ECLI:NL:CRVB:2024:1140

Centrale Raad van Beroep

Datum uitspraak
30 mei 2024
Publicatiedatum
13 juni 2024
Zaaknummer
23/1395 AKW
Instantie
Centrale Raad van Beroep
Type
Uitspraak
Rechtsgebied
Bestuursrecht; Socialezekerheidsrecht
Procedures
  • Hoger beroep
Vindplaatsen
  • Rechtspraak.nl
AI samenvatting door LexboostAutomatisch gegenereerd

Afwijzing aanvraag dubbele kinderbijslag op basis van zorgscore

Deze uitspraak betreft de afwijzing van de aanvraag voor dubbele kinderbijslag door de Sociale verzekeringsbank (Svb) voor de dochter van appellante. De Centrale Raad van Beroep oordeelt dat de Svb terecht heeft besloten geen dubbele kinderbijslag toe te kennen, omdat de dochter van appellante niet voldoet aan de voorwaarden voor intensieve zorg zoals vastgelegd in de Algemene Kinderbijslagwet (AKW).
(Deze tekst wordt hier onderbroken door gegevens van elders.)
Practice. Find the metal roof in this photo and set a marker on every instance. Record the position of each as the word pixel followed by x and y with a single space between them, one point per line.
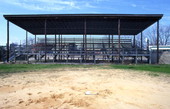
pixel 96 24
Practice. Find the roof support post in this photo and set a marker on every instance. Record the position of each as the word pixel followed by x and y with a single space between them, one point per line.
pixel 35 56
pixel 158 42
pixel 119 37
pixel 141 44
pixel 134 41
pixel 26 46
pixel 45 32
pixel 59 47
pixel 35 40
pixel 112 48
pixel 7 41
pixel 55 44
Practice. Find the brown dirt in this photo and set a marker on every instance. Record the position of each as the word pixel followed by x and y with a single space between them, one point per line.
pixel 65 89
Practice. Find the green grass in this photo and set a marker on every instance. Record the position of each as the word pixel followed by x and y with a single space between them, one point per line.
pixel 13 68
pixel 145 67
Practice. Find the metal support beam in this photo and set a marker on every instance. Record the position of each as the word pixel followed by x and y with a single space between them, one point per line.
pixel 141 43
pixel 35 40
pixel 157 42
pixel 134 41
pixel 26 46
pixel 112 48
pixel 45 32
pixel 119 38
pixel 7 41
pixel 55 44
pixel 85 36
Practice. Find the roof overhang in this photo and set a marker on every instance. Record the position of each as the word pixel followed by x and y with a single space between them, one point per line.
pixel 74 24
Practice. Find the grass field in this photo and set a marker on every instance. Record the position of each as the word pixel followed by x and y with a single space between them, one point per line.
pixel 13 68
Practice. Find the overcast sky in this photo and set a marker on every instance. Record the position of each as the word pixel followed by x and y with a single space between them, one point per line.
pixel 77 7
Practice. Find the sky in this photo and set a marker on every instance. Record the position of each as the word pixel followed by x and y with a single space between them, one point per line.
pixel 17 34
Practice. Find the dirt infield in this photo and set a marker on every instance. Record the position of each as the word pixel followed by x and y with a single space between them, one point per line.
pixel 65 89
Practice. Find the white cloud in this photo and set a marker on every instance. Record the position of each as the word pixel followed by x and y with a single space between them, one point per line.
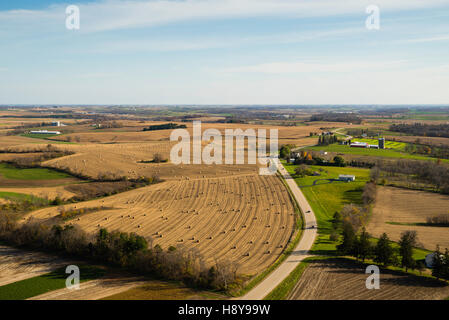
pixel 429 39
pixel 313 67
pixel 115 14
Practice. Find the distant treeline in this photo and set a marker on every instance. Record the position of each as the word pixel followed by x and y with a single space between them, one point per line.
pixel 165 127
pixel 420 129
pixel 337 117
pixel 441 152
pixel 357 132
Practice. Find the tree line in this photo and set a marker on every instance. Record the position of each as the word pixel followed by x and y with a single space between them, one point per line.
pixel 422 129
pixel 165 127
pixel 125 250
pixel 433 173
pixel 337 117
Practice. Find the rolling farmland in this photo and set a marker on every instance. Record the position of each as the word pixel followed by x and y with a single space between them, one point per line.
pixel 247 219
pixel 342 279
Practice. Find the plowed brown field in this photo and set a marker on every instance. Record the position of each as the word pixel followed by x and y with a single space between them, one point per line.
pixel 341 279
pixel 409 206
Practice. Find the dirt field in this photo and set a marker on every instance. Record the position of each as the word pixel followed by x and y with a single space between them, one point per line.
pixel 17 265
pixel 340 279
pixel 409 206
pixel 434 141
pixel 217 216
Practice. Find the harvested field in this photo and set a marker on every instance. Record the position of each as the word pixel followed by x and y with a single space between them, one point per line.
pixel 342 279
pixel 16 265
pixel 222 218
pixel 409 207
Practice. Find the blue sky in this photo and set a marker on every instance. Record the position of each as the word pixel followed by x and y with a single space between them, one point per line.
pixel 224 52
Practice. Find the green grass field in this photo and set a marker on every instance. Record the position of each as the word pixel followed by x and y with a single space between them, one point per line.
pixel 48 138
pixel 387 153
pixel 10 172
pixel 326 198
pixel 13 196
pixel 394 145
pixel 55 280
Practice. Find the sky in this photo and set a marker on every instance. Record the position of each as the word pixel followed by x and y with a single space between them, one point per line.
pixel 224 52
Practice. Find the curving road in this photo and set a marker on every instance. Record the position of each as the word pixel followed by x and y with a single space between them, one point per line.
pixel 300 252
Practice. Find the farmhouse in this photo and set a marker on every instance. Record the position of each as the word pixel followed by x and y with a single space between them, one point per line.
pixel 346 177
pixel 357 144
pixel 44 132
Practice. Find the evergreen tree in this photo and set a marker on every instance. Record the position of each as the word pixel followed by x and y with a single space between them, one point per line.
pixel 407 242
pixel 383 252
pixel 363 246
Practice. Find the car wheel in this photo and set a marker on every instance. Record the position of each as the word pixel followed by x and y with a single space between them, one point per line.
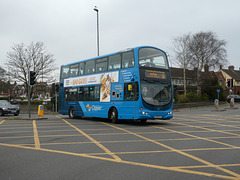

De Raad stelt vast dat de zorgscore van de dochter, die bekend is met somatische en psychiatrische problematiek, op twee punten is vastgesteld, terwijl voor toekenning van dubbele kinderbijslag een minimale score van drie punten vereist is.

Appellante had op 2 februari 2021 een aanvraag ingediend voor dubbele kinderbijslag, maar deze werd afgewezen door de Svb op basis van adviezen van het CIZ. De rechtbank Rotterdam heeft het beroep van appellante tegen deze afwijzing ongegrond verklaard. Appellante is het niet eens met deze uitspraak en heeft hoger beroep ingesteld. Tijdens de zitting op 18 april 2024 is appellante niet verschenen, maar de Svb werd vertegenwoordigd door mr. P. Stahl-de Bruin en G.F. Hijmans.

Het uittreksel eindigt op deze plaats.